First, this confuses the meaning of energy. Every change requires some energy exchange, but energy is not the primary driver in models for solar insolation. Secondly, CO2 does not inherently possess any available energy.
Solar insolation is the suns energy at the surface, and it is the result of the so-called solar constant, the earth's orbital position, the sun angle, the earths albedo above the surface, and the absorption of the atmosphere in the short wavelengths. The albedo is almost an unknown, and is usually modeled to one significant figure as 0.3. It varies with cloud cover, and all the things that affect cloud cover, including especially ocean temperature.
coagitator says, Not all the details of the glacial/interglacial record correlate with Milankovitch cycle solar insolation variability. Most of the variability does correlate well with Milankovitch.
There's more. Consider the following by Robert Ehrlich, Solar Resonant Diffusion Waves as a Driver of Terrestrial Climate Change, 1/4/06. http://arxiv.org/abs/astro-ph/0701117
>>VI. PROBLEMS WITH MILANKOVITCH THEORY AND CONCLUSION
>>In Milankovitch theory past glaciations are assumed to arise from small quasiperiodic changes in the Earth's orbital parameters that give rise to corresponding changes in solar insolation, particularly in the polar regions. A brief discussion of five problems with this theory are listed below, and a more detailed description of some of them can be found elsewhere. (Karner, 2000)
>>(a) Weak forcing problem: The basic problem with the theory is that observed climate variations are much more intense than the insolation changes can explain without postulating some very strong positive feedback mechanism.
>>(b) 100 ky problem: The preceding basic problem can be illustrated for the case of one particular parameter - the orbital eccentricity. The dominant climate cycle observed during the last million years has a roughly 100 ky period, which in Milankovitch theory is linked to a 100 ky cycle in the eccentricity. However, the effect of this eccentricity variation should be the weakest of all the climate-altering changes, in view of the small change in solar insolation it would cause. For example, consider the Earth's orbital eccentricity, e, which has been shown to have several periods including one of 100 ky during which e varies in the approximate range: e = 0.03 ± 0.02. (Quinn, 1991) The resultant solar irradiance variation found by integrating over one orbit for each of the two extreme e-values is about ±0.055%, or ±0.17 W/m^2 difference at the top of the Earth's atmosphere. Given that climate models show that a one percent change in solar irradance would lead to a 1.80C average global temperature change, then the change resulting from a ±0.055% irradiance change would be a miniscule 0.1 DC hardly enough to induce a major climate event - even with significant positive feedback.

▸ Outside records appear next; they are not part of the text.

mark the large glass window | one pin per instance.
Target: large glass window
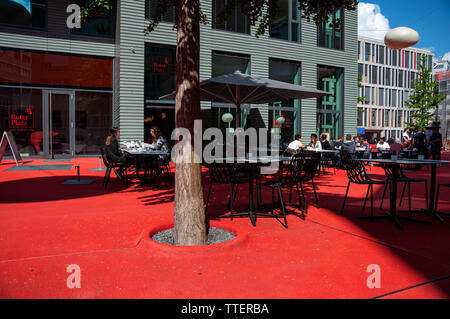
(236, 22)
(381, 97)
(330, 108)
(159, 70)
(367, 52)
(330, 37)
(21, 113)
(225, 63)
(160, 79)
(287, 110)
(101, 25)
(150, 8)
(24, 13)
(381, 54)
(407, 57)
(374, 77)
(22, 67)
(286, 25)
(387, 76)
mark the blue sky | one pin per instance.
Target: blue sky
(25, 3)
(429, 18)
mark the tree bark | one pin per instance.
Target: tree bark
(189, 217)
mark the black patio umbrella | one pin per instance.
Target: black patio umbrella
(238, 88)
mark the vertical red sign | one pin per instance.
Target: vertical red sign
(21, 117)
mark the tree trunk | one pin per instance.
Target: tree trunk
(189, 219)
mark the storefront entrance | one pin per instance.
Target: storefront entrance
(58, 123)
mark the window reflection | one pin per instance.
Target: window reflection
(25, 13)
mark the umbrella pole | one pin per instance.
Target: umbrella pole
(238, 115)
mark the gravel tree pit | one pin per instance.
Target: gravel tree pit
(215, 236)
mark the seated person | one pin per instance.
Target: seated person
(382, 146)
(325, 143)
(337, 145)
(315, 143)
(419, 142)
(397, 147)
(349, 146)
(113, 152)
(159, 143)
(294, 146)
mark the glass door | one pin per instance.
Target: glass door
(59, 128)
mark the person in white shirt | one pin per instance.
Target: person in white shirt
(315, 143)
(382, 145)
(295, 145)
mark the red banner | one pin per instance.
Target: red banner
(23, 67)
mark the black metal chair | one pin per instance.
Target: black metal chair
(290, 179)
(327, 161)
(109, 167)
(311, 161)
(356, 173)
(402, 178)
(437, 194)
(224, 173)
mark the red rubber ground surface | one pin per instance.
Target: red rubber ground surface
(45, 226)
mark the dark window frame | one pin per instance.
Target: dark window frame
(322, 27)
(225, 28)
(45, 28)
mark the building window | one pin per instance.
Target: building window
(286, 25)
(236, 22)
(407, 55)
(374, 77)
(160, 70)
(388, 76)
(330, 108)
(329, 37)
(381, 54)
(24, 13)
(394, 57)
(92, 121)
(102, 25)
(367, 95)
(367, 52)
(150, 8)
(289, 110)
(226, 63)
(381, 97)
(400, 78)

>>(c) 400 ky problem: The variations in the Earth's orbital eccentricity show a 400 ky cycle in addition to the 100 ky cycle, with the two cycles being of comparable strength. Yet, the record of Earth's climate variations only shows clear evidence for the latter.
>>(d) Causality problem: Based on a numerical integration of Earth's orbit, a warming climate predates by about 10,000 years the change in insolation than supposedly had been its cause.

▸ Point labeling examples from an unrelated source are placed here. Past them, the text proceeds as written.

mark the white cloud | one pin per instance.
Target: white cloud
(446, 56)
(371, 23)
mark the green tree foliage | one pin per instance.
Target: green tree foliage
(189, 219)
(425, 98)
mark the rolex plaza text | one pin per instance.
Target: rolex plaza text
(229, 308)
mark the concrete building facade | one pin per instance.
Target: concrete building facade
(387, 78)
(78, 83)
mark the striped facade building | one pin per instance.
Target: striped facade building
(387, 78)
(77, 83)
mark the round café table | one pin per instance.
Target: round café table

>>(e) Transition problem: No explanation is offered for the abrupt switch in climate periodicity from 41 ky to 100 ky that is found to have occured about a million years ago. Of these five problems with Milankovitch theory, the current theory clearly shares only (c).
Now how all of that mitigates the fact that CO2 lags temperature in the ice cores is something I'm not clear on. Al Gore tells me that anthropogenic increases in CO2 levels are the cause of Global Warming yet the data does not support any such assertion, in fact it flies in the face of such an assertion.
Another question, how do Malinkovitch Cycles affect the surface area of the ocean acting as a CO2 source?